Last week, I joined around 80 young people for a call organised by Southwark’s Youth Advisor to discuss the Black Lives Matter movement. Anyone that has spoken to a group of young people will recognise the energy that they bring to even the most difficult of conversations – an energy that has been galvanised over the last two weeks. The event started, and after a few opening remarks, moved on to a discussion in which a young person asked: “What would be your advice to a young person to break the glass ceiling?”
No young person should ever have to grow up feeling that society has placed a glass ceiling on their ambition, and as a society we must do better to address the structural inequalities that leave a whole generation wondering whether there is any point. And it is a question not just reserved for the young. I recently joined a call of black professionals who all grew up nearby but now live across the capital. One raised the question: “Beyond the protest, and the outcome of the officers charged, will anything actually change?”

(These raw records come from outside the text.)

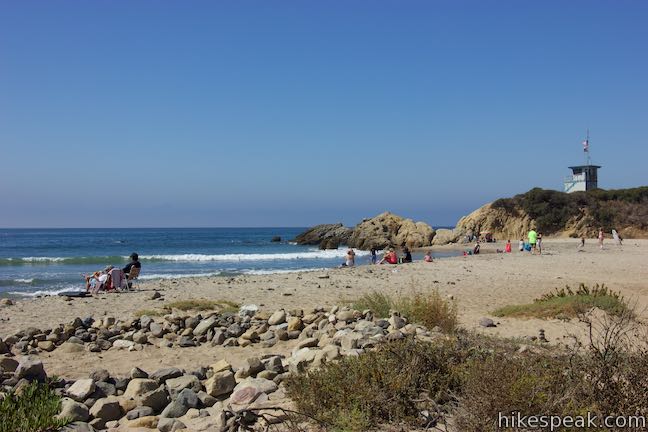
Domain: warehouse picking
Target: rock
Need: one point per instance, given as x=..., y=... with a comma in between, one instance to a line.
x=157, y=329
x=294, y=323
x=100, y=375
x=248, y=310
x=162, y=375
x=176, y=385
x=123, y=344
x=31, y=369
x=170, y=425
x=46, y=346
x=220, y=365
x=486, y=322
x=155, y=399
x=8, y=364
x=387, y=230
x=324, y=233
x=73, y=410
x=186, y=399
x=147, y=422
x=260, y=384
x=138, y=386
x=77, y=426
x=205, y=325
x=138, y=373
x=244, y=396
x=142, y=411
x=81, y=389
x=277, y=318
x=106, y=409
x=186, y=341
x=221, y=383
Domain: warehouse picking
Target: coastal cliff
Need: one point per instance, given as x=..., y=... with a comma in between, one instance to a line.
x=560, y=214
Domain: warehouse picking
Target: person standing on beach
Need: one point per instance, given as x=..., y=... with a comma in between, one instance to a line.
x=133, y=263
x=533, y=238
x=350, y=258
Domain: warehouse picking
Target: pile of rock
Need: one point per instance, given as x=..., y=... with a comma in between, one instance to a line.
x=208, y=398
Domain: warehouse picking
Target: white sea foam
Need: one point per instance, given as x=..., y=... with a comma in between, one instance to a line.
x=311, y=254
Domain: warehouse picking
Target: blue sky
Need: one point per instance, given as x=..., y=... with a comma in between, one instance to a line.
x=292, y=113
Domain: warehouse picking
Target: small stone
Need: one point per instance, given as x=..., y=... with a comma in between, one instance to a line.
x=81, y=389
x=486, y=322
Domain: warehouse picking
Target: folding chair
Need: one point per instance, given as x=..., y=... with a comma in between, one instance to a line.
x=132, y=277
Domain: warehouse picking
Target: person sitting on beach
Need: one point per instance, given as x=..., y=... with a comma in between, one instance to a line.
x=350, y=258
x=133, y=263
x=98, y=278
x=407, y=256
x=389, y=258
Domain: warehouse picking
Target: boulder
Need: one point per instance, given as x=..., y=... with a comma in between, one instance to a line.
x=277, y=318
x=138, y=386
x=81, y=389
x=31, y=369
x=73, y=410
x=221, y=383
x=176, y=385
x=387, y=230
x=106, y=409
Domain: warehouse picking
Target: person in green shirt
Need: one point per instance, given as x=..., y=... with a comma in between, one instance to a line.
x=533, y=238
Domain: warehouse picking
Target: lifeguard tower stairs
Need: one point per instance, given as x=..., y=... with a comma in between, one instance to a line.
x=584, y=177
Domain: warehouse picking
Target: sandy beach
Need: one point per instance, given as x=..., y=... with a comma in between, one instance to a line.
x=479, y=285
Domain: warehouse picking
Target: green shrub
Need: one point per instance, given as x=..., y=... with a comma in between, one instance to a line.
x=429, y=310
x=31, y=410
x=566, y=302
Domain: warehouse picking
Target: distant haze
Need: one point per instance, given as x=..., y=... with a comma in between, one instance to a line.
x=199, y=113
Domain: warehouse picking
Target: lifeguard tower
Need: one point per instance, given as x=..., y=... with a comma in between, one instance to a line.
x=584, y=177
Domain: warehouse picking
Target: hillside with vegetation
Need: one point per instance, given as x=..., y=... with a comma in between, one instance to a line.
x=561, y=214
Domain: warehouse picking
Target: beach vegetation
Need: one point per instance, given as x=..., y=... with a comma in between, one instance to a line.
x=203, y=305
x=552, y=210
x=469, y=380
x=30, y=409
x=568, y=303
x=429, y=309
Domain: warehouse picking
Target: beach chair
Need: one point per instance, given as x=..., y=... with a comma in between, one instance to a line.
x=132, y=277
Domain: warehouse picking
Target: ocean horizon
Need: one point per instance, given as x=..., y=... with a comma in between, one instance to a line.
x=47, y=261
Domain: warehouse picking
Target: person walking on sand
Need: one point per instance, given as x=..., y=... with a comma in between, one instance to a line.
x=350, y=258
x=533, y=238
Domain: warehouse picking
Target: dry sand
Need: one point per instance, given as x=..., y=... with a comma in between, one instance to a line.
x=479, y=284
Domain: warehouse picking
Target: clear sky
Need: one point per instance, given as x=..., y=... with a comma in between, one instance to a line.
x=293, y=113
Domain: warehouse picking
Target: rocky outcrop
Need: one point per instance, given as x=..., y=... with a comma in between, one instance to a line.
x=217, y=397
x=390, y=230
x=327, y=236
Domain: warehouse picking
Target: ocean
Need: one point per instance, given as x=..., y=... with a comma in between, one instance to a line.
x=36, y=262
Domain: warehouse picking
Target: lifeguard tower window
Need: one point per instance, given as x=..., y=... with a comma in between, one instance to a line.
x=583, y=178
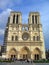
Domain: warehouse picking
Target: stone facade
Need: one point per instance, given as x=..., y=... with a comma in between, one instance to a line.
x=24, y=41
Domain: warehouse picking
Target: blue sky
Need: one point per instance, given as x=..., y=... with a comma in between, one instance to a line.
x=25, y=6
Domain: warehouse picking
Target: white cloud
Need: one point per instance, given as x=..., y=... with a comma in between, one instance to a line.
x=9, y=3
x=4, y=16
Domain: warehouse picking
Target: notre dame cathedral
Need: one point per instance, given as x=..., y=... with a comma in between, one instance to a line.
x=24, y=41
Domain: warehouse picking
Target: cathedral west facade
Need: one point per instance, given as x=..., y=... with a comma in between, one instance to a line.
x=24, y=41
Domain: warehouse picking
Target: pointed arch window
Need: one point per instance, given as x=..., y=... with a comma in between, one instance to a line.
x=12, y=38
x=17, y=17
x=33, y=19
x=36, y=19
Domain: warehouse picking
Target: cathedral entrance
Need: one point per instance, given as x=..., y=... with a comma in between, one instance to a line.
x=25, y=53
x=37, y=54
x=13, y=53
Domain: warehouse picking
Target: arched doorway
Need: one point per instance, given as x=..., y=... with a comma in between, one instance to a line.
x=25, y=53
x=37, y=54
x=13, y=53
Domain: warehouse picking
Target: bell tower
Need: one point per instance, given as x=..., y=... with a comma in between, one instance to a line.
x=13, y=27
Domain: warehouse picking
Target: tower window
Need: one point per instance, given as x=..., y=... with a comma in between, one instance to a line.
x=17, y=19
x=12, y=38
x=38, y=38
x=16, y=38
x=14, y=19
x=36, y=19
x=33, y=38
x=33, y=19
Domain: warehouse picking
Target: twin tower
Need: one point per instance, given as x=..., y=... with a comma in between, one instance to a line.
x=24, y=41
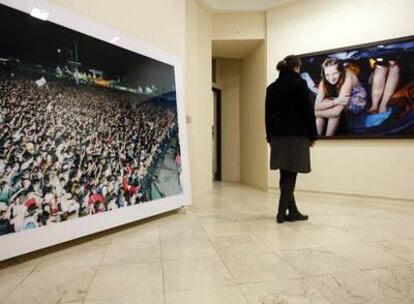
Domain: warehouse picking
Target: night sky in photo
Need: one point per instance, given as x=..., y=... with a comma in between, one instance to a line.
x=37, y=42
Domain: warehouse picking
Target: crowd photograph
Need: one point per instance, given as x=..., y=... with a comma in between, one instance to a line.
x=73, y=146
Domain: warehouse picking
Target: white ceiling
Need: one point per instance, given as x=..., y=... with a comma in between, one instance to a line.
x=242, y=5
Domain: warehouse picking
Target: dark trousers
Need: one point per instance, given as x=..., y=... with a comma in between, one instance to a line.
x=287, y=184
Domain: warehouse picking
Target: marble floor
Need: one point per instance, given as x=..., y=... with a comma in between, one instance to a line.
x=228, y=249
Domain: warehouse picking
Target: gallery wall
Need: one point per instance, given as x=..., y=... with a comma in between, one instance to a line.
x=253, y=149
x=199, y=97
x=381, y=168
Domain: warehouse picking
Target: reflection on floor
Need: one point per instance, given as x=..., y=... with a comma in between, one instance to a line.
x=228, y=249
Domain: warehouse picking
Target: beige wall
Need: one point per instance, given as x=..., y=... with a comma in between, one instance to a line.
x=229, y=82
x=199, y=97
x=367, y=167
x=232, y=26
x=253, y=148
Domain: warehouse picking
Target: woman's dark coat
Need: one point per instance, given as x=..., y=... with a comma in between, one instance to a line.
x=289, y=110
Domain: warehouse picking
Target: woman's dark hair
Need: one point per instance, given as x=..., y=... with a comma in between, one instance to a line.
x=289, y=63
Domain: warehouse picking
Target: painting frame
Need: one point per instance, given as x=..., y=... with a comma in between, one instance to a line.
x=348, y=49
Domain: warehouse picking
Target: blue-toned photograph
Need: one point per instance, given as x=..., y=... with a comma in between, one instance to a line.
x=86, y=126
x=363, y=92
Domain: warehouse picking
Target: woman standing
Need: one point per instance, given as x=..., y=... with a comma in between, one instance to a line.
x=290, y=131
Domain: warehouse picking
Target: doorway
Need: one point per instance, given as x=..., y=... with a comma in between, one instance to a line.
x=216, y=134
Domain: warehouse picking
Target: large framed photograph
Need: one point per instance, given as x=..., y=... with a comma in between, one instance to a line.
x=364, y=91
x=92, y=128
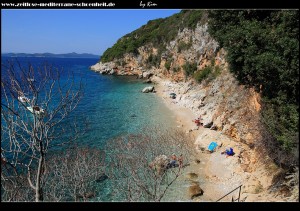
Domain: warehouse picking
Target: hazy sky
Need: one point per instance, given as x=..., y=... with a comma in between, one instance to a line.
x=65, y=31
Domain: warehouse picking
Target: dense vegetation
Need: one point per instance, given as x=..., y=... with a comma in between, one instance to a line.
x=158, y=32
x=263, y=52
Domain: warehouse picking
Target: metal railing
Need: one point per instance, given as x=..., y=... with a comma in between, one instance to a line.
x=233, y=200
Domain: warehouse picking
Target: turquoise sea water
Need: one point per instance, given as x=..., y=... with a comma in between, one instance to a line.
x=112, y=105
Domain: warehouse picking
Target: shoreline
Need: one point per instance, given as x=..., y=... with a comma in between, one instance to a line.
x=217, y=174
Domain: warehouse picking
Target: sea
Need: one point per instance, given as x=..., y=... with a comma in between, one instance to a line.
x=112, y=105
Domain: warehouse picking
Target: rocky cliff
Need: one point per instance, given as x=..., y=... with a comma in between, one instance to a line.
x=193, y=66
x=223, y=104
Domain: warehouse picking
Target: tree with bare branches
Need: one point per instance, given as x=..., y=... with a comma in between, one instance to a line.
x=139, y=165
x=35, y=104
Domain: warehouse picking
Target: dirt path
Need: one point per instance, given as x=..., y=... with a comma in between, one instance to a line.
x=216, y=174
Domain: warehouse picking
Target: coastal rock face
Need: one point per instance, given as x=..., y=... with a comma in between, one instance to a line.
x=194, y=191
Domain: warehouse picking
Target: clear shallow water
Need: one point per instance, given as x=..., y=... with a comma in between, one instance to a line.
x=113, y=105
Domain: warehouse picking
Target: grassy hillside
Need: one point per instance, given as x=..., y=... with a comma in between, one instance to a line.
x=263, y=52
x=158, y=32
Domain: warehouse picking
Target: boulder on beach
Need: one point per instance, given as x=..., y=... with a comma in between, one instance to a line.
x=191, y=176
x=195, y=190
x=148, y=89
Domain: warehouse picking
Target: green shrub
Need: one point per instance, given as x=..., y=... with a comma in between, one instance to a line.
x=189, y=68
x=176, y=69
x=168, y=64
x=182, y=46
x=263, y=52
x=157, y=32
x=203, y=74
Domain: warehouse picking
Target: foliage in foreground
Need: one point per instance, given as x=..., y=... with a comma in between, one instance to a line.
x=263, y=52
x=131, y=172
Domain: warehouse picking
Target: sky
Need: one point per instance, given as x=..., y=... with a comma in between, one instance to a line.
x=66, y=31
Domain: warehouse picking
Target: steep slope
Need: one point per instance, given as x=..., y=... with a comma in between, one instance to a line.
x=192, y=64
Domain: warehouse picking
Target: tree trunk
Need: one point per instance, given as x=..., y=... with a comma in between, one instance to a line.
x=39, y=190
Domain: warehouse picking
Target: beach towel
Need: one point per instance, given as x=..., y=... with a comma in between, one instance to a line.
x=212, y=146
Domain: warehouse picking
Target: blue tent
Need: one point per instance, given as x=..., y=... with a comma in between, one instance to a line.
x=212, y=146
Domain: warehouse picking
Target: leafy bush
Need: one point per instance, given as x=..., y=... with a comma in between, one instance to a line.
x=176, y=69
x=203, y=74
x=168, y=64
x=263, y=52
x=157, y=32
x=182, y=46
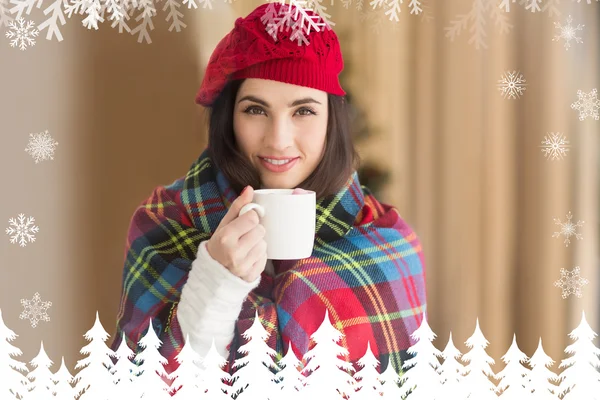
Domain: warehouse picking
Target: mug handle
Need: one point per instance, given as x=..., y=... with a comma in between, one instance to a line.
x=252, y=206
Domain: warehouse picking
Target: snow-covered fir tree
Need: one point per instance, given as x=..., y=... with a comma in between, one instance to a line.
x=186, y=376
x=125, y=372
x=152, y=374
x=253, y=375
x=369, y=386
x=540, y=376
x=214, y=380
x=422, y=379
x=95, y=378
x=63, y=379
x=290, y=379
x=41, y=385
x=451, y=373
x=479, y=371
x=514, y=378
x=329, y=375
x=581, y=379
x=13, y=382
x=390, y=379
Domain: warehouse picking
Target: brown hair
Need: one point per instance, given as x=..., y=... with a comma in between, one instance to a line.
x=339, y=161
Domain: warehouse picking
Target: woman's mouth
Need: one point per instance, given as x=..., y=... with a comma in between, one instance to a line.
x=278, y=164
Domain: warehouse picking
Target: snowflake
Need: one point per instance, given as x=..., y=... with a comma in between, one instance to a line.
x=22, y=230
x=587, y=104
x=41, y=146
x=296, y=17
x=555, y=147
x=475, y=22
x=512, y=85
x=570, y=282
x=568, y=32
x=35, y=310
x=568, y=229
x=22, y=34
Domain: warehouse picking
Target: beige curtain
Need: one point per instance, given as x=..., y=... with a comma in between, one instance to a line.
x=467, y=170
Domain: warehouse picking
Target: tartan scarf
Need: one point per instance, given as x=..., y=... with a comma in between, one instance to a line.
x=366, y=269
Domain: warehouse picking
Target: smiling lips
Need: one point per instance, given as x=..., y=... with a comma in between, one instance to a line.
x=278, y=164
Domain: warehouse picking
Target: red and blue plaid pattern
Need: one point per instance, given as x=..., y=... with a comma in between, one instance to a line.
x=366, y=269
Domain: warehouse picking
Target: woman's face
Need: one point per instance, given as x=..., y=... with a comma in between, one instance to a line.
x=281, y=128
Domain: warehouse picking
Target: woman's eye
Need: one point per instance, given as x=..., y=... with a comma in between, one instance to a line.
x=249, y=110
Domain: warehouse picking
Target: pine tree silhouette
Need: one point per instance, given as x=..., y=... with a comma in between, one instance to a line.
x=42, y=385
x=63, y=379
x=125, y=371
x=452, y=373
x=422, y=378
x=290, y=379
x=390, y=378
x=212, y=383
x=514, y=378
x=186, y=376
x=540, y=376
x=95, y=378
x=253, y=375
x=13, y=382
x=329, y=375
x=369, y=385
x=581, y=379
x=477, y=381
x=151, y=381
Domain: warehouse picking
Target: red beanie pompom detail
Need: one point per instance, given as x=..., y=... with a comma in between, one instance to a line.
x=249, y=51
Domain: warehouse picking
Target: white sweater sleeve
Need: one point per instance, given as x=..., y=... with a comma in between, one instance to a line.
x=210, y=303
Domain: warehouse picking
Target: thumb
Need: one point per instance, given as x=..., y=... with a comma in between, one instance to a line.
x=244, y=198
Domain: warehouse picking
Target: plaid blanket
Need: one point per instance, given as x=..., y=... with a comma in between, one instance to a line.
x=366, y=269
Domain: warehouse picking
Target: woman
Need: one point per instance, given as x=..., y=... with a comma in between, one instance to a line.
x=195, y=269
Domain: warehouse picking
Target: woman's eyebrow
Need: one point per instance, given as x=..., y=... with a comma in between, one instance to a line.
x=304, y=100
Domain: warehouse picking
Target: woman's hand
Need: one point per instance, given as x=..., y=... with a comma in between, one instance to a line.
x=238, y=243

It is a question at the back of most activists’ minds. It is a question that I imagine must have been at the back of Diane Abbott’s mind when she was elected as the first black female MP all those years ago. And it was at the back of my mind as protests went into their fourth day a fortnight back.
History has taught us that change is most effective when protest is met and matched by policymakers willing to make the change – sometimes more by being forced than by being early champions. It is now up to society as a whole to harness this protest and change policy in a lasting way. The Black Lives Matter protests in the USA have led to vast numbers of police authorities and politicians banning the controversial neck hold used by police in the US.
Here in Southwark, we have a track record of bringing forward policies to ensure that all have a fairer future, and we are rising to this challenge by placing our community at the heart of our commitment to take action and influence lasting change. Our approach is guided by a commitment to lead the borough from the front, and to provide the leadership needed for organisations in the borough to join us on this journey in truly addressing the structural inequalities.
Any action taken must lead to lasting change and also provide us with the opportunity to listen. That is why, this past week, we have launched our approach: “Southwark Stands Together, Southwark’s commitment to tackle racial inequalities”. Over the next eight weeks, we will be listening to our black communities, and bringing forward recommendations not just for the council to adopt, but ones that we will want to be adopted by each partnering organisation and anchor institution.
These last four months, Southwark has come together to respond to Covid-19. We are confident that we will come together again to meet this challenge of tackling ingrained structural inequality. In doing so, we plan to show what can be done when you harness the energy of protest to shape policy for lasting change.